The XML technologies of 
the early 90s were fought by the supporters 
of CGM, FOSI, PostScript, scrollers, 
and so on.  When the market was right 
and the need was obvious to enough 
people, it succeeded.  It wasn't simplicity, 
it wasn't that "dozen people", the 
W3C, the shining moment of clarity, 
or the other revisions of history. 
It was cheap memory, cheap processors, 
and cache.  The rest was just hacking 
away the bits they didn't need anymore.

So the Captain should also choose 
the time of year.  The Learned Ones 
survive that way or go down with the 
ship.  You don't have to predict the 
future.  You may get that wrong.  You 
have to read the freakin' RFPs and 
count.  Simple, right?  It would be 
if there were RFPs for W3C tech.

So what's the problem?  Get that right 
then pick the technology.

Len 
http://www.mp3.com/LenBullard

Ekam sat.h, Vipraah bahudhaa vadanti.
Daamyata. Datta. Dayadhvam.h


-----Original Message-----
From: Michael Champion [mailto:mike.champion@softwareag-usa.com]
Sent: Thursday, March 15, 2001 10:29 AM
To: xml-dev
Subject: Re: Who knows? (was RE:??? (was RE: A Simple Guy ...))


-----Original Message-----
From: Kimbro Staken [mailto:kstaken@dbxmlgroup.com]
>> A perfect elegant masterpiece of academic
>> ingenuity that solves everybody's problems and insures interoperability
>> at any possible level is in actuality not perfect at all if it isn't
>> widely implemented AND deployed in the real world.

Len Bullard replied:
> "Once around the wheelhouse, twice
> around the wheelhouse. Then he
> saw that big 'berg and said, 'I'm
> gonna move you...'"
>
> Choose the captain and the route wisely.

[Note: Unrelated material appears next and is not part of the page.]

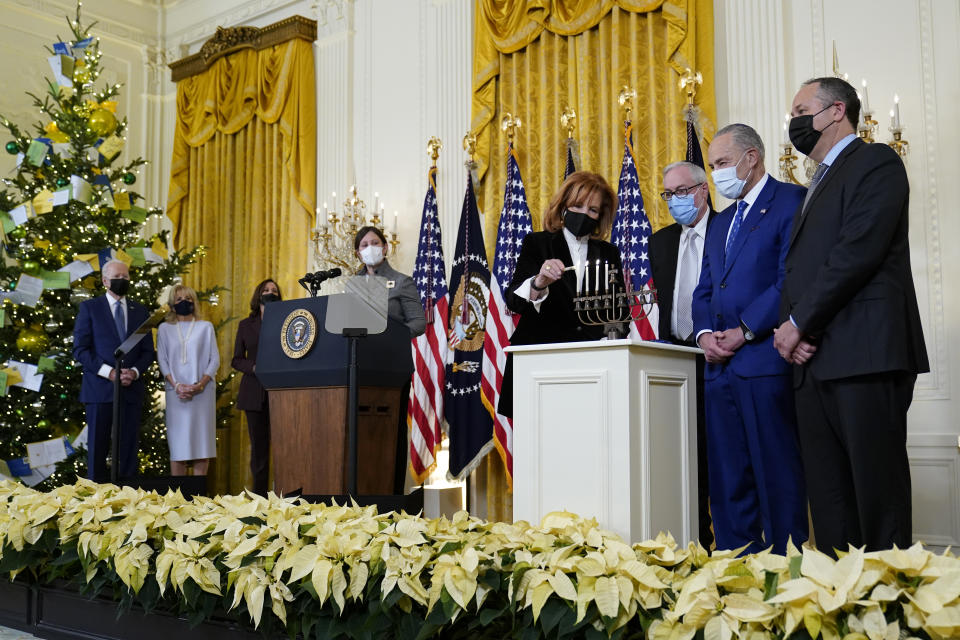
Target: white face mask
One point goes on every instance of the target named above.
(371, 255)
(727, 182)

That's the crux of the problem here.  As David Megginson said yesterday, the
best project managers are 90% right about predictions a month in advance ...
which means that they're about 50% right about predictions six months in
advance ... which means that even the wisest captains don't have a clue how
to "wisely" choose a route for a journey that will take more than a year.

Internet techologies are in the Age of Discovery, not the Age of
Enlightenment. Send out many different explorers, using different types of
ships, navigation methods, means of keeping the crew healthy, etc.  Learn
from those who make it back, and forget those who don't.  The Learned Ones
may produce "elegant masterpieces of academic ingenuity" that assert there
is a Northwest Passage from Europe to Asia and that bloodletting cures
scurvy, but pay more attention to the tales of the survivors.

Standards for Navigation are clearly a "good thing", but should codify the
experience of the explorers, not the theories of the Learned Ones.  XML 1.0
codifies the experiences of the SGML survivors, XSLT codified the experience
of the DSSSL survivors. Some of the later XML specs sound more like academic
treatises on "phlebotomy" [1] than survivor's tales.